Майлз догнал Корделию на подъездной дорожке у дома, перед фасадом. Он немного запыхался и, оглядев всю толпу, сказал:
– Знаю, что я слишком привык быть единственным ребенком. Но, мама, согласись…
– Ты забыл Марка посчитать, – откликнулась она. – Впрочем, с Марком – это еще вопрос, кто ты ему: брат или родитель.
– Брат, – твердо ответил Майлз. – Мы безоговорочно решили, что брат. Это все законно и так далее.
– Итак, из единственного ты становишься одним из одиннадцати. Несколько поздновато, но что поделать. Жизнь полна неожиданностей!
– Но не таких же… – обиженно пробурчал Майлз.
Корделия глянула на него с веселой насмешкой:
– Ну же, Майлз, милый. Зачем так мрачно смотреть на вещи, а? Надо во всем искать плюсы. Например, у тебя никто не будет отнимать игрушки. Это ж замечательно, правда?
Катриона, как раз проходящая мимо, расслышала последние слова и внесла поправку:
– По крайней мере пока они не вырастут.
– Это же полная чушь, – огрызнулся Майлз. – Я все время спрашиваю себя, что бы подумал об этом папа…

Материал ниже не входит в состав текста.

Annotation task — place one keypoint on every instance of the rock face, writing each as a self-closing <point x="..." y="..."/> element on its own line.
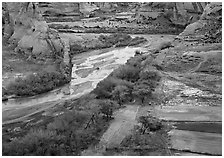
<point x="175" y="12"/>
<point x="58" y="11"/>
<point x="209" y="26"/>
<point x="32" y="35"/>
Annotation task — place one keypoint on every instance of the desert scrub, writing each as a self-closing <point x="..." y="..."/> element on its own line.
<point x="37" y="83"/>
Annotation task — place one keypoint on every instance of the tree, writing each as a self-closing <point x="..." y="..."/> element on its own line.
<point x="127" y="72"/>
<point x="141" y="91"/>
<point x="120" y="93"/>
<point x="106" y="108"/>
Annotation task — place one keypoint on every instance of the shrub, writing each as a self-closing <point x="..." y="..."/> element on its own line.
<point x="120" y="93"/>
<point x="137" y="40"/>
<point x="127" y="72"/>
<point x="106" y="108"/>
<point x="105" y="87"/>
<point x="36" y="142"/>
<point x="36" y="83"/>
<point x="149" y="123"/>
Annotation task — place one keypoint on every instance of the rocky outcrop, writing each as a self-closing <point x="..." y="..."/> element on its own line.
<point x="58" y="11"/>
<point x="209" y="26"/>
<point x="176" y="12"/>
<point x="32" y="35"/>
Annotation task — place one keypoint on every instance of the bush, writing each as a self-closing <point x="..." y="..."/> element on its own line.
<point x="36" y="83"/>
<point x="127" y="72"/>
<point x="36" y="142"/>
<point x="106" y="108"/>
<point x="105" y="87"/>
<point x="137" y="40"/>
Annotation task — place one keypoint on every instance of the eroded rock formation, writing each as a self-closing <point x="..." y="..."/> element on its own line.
<point x="209" y="26"/>
<point x="31" y="33"/>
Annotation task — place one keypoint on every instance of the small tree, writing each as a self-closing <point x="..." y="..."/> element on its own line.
<point x="141" y="91"/>
<point x="106" y="108"/>
<point x="149" y="123"/>
<point x="120" y="93"/>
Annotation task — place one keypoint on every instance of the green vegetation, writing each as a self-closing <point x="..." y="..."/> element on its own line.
<point x="148" y="138"/>
<point x="89" y="116"/>
<point x="37" y="83"/>
<point x="68" y="134"/>
<point x="129" y="81"/>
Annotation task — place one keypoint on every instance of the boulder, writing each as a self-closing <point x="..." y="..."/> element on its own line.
<point x="32" y="35"/>
<point x="192" y="28"/>
<point x="209" y="24"/>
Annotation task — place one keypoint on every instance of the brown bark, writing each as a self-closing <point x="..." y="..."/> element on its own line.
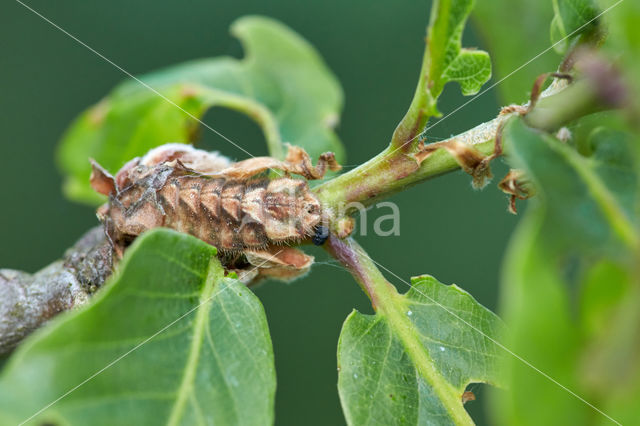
<point x="28" y="300"/>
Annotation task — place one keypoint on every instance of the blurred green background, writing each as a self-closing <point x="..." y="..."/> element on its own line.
<point x="374" y="47"/>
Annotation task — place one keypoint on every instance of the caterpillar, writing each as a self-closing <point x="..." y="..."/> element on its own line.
<point x="233" y="207"/>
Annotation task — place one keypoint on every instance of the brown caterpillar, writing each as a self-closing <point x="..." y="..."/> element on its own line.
<point x="230" y="206"/>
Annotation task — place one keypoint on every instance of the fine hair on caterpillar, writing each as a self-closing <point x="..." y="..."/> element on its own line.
<point x="233" y="207"/>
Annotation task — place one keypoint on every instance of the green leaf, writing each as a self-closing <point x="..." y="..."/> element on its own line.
<point x="572" y="18"/>
<point x="444" y="61"/>
<point x="412" y="366"/>
<point x="570" y="287"/>
<point x="512" y="30"/>
<point x="212" y="366"/>
<point x="447" y="60"/>
<point x="282" y="83"/>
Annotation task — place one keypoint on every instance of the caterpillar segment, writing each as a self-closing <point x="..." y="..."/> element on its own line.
<point x="252" y="219"/>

– Не был бы уверен насчет методов, зато результат ему бы понравился, я так думаю, – ответила Корделия. – Многое сложилось бы по-другому, если б я смогла вытащить его из Периода Изоляции целиком, а не наполовину, если б на него никогда не легла тяжесть регентства или, раз уж на то пошло, графства, если б мы жили где-нибудь тихой и частной семейной жизнью, если, если… Едва начинаешь так рассуждать, предположениям нет конца…
Майлз хмыкнул и переступил с ноги на ногу, опираясь на трость. Может, предложить ему сесть, а не заставлять стоять на ногах? Но через минуту ему бы все равно пришлось бы вставать. Окажутся ли его сводные братья такими же маниакально независимыми, каким был он в детстве, и не стоит ли предупредить об этом Оливера?
– Мне нравится Оливер, – признался он после недолгого молчания. – Всегда нравился. Хотя, как выяснилось, я знал его далеко не настолько хорошо, как думал. Я… не возражаю исправить это, если будет возможность.
– Мне бы этого хотелось, – ответила она негромко.
Майлз потупился и сказал с улыбкой:
– Да, и еще… Ты ведь, думаю, прекрасно понимаешь, что он уже законченный подкаблучник. Так что не третируй беднягу, ладно? – Говорилось это вроде бы не всерьез, но в голосе прозвучала обида за мужчин. Впрочем, была в его словах и доля восхищения: вот какая у него мать.
Мимо снова прошла Катриона. Майлз поглядел ей вслед.
– Ты должен кое-что в этом понимать. Оно того стоит?